Unbeknownst to me, it was my writing on DPC that played a pivotal role in Zak Holdsworth co-founding Hint Health. Unlike many investors who continue to not understand the transformative role Hint will play, Zak understood that billing and eligibility processes were going to be overhauled. While primary care is critically important and is often the starting point for reformed healthcare purchasing, it's the tip of the iceberg. The trend of cutting out the middleman has extended into other areas such as a Transparent Medical Market. While large employers have thrashed around with so-called transparency solutions, I've heard no evidence of it slaying the healthcare cost beast. In contrast, radical simplification has enabled Enovation Controls (a small manufacturer) to address the most vexing problem in healthcare -- pricing failure. It has allowed this small, self-insured company to save 30% on per capita costs on health benefits. More importantly, it has saved their modest income employees from medical bill induced financial ruin.

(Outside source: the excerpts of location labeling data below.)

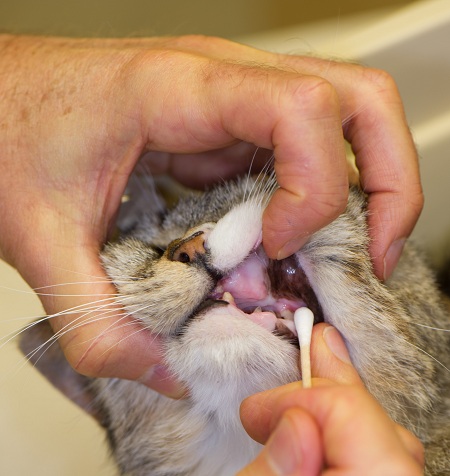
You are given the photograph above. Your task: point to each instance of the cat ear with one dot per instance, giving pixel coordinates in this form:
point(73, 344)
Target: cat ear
point(38, 344)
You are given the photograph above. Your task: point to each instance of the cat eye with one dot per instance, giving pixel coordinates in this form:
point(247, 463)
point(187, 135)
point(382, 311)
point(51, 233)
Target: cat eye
point(187, 250)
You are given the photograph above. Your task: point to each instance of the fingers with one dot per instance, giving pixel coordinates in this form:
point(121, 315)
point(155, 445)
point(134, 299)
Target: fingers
point(301, 107)
point(287, 450)
point(330, 363)
point(329, 357)
point(329, 426)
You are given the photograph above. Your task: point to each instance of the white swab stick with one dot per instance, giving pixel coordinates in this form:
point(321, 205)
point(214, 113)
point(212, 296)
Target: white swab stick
point(304, 321)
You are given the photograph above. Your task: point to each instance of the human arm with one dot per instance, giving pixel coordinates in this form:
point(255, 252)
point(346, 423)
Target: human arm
point(76, 115)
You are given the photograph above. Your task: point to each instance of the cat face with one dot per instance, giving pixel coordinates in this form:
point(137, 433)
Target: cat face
point(202, 265)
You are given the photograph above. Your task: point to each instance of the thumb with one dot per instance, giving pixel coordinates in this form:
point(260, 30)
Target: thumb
point(330, 358)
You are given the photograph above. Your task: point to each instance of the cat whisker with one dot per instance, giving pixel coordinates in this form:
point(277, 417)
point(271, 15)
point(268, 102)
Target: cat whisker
point(439, 329)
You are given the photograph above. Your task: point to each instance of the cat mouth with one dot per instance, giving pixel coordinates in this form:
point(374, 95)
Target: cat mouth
point(268, 292)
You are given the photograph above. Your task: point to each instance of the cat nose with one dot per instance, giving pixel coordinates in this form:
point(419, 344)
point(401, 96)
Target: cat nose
point(187, 250)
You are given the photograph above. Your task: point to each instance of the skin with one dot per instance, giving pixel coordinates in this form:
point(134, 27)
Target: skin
point(77, 115)
point(335, 428)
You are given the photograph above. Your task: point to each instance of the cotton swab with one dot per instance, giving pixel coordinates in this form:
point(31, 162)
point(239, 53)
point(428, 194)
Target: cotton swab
point(304, 321)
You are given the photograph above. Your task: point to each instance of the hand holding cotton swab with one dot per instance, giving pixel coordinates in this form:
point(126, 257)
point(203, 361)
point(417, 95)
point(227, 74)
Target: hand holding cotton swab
point(304, 321)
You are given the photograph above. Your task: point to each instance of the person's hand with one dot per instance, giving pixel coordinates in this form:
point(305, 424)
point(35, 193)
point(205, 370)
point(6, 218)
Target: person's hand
point(334, 428)
point(76, 115)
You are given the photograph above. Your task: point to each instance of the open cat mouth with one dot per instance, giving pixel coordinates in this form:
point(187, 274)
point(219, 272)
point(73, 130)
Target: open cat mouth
point(268, 292)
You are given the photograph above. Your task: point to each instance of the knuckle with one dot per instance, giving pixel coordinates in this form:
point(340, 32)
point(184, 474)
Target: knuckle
point(313, 93)
point(380, 81)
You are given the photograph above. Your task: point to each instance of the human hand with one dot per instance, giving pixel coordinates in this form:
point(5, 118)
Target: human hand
point(77, 115)
point(334, 428)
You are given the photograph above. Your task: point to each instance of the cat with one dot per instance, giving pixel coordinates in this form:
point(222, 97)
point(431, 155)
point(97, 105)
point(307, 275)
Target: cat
point(197, 274)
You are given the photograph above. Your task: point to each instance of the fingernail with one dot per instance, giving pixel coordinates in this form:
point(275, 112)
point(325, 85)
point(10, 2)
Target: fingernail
point(291, 247)
point(283, 455)
point(392, 257)
point(336, 344)
point(161, 380)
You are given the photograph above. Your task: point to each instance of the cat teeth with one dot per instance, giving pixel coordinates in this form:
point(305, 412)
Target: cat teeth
point(228, 297)
point(286, 314)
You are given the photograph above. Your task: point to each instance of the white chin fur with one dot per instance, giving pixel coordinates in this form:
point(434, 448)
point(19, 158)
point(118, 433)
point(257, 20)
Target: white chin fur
point(235, 235)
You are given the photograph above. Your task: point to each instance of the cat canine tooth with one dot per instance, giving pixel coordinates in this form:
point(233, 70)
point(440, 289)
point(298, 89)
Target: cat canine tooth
point(228, 297)
point(287, 314)
point(304, 321)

It is mystifying why seemingly sophisticated large companies need to band together when they already have orders of magnitude more buying power than much smaller companies. The HR leader of that company understands what seems to be is missed in the Orwellian-named "consumer driven health plans" -- the math simply doesn't work for a huge swath of the workforce that are on high deductible health plans. Imagine you are making $30,000-$40,000 per year. Very few of those people have $3,000 sitting around. It is why the majority of medical bill induced bankruptcies (the leading cause of bankruptcy) happen to people who have insurance. The exciting thing is how a small company such as Enovation Controls can contribute to the largest non-profit health system in the country going to transparent pricing. Underpinning this development is The Zero Card's transparent medical market solution which uses the eligibility capabilities of Hint. The graphic below shows how rapidly growing Hint was even before extending into one of the five other areas they are pursuing where direct contracting is happening. 

 

When I spoke with benefits experts such as Jim Millaway of HUB International he stated that plan design is critical to creating the write incentives. Further, having adult conversations with employees is the key to getting their buy-in. Smart companies such as Enovation Controls understand that blunt instrument high deductible health plans (HDHP) produce painful results for employees. Worse, Health Affairs and others have reported that HDHPs result in people avoiding necessary care that will cost the employer more in the long run. Millaway advise his clients to make the best choices free or near-free while poor choices are made highly unattractive. The reason Enovation Controls has been able to remove 97% of pricing failure is they walked their employees through some simple examples of how healthcare is paid for and how the money flows for common procedures. The byproduct has been thrilled employees and family members. The HR leader conveyed how he received a hug from the spouse of an employee at a high school football game because their approach to benefits had saved their family from financial ruin that their previous approach would have created. 

The simple fact is most employers are spending more than enough money to fund an outstanding health benefits and retirement package. Sadly, they are getting neither. Whether they are large or small employers, the leading employers recognize that there is a way to deliver much greater value. The companies I mentioned above are private companies primarily owned by the founders. Brian Klepper, the recent past CEO of the National Business Coalition on Health (an organization of large employers), shared with me the story of a very large manufacturer who had adopted a smarter way to address employees with cardio-metabolic issues. Despite getting fewer than half into the new approach, the savings they achieved positively impacted their EBITA by nearly 2%. These kinds of savings suggest that companies not taking these proven approaches are failing in their fiduciary responsibility.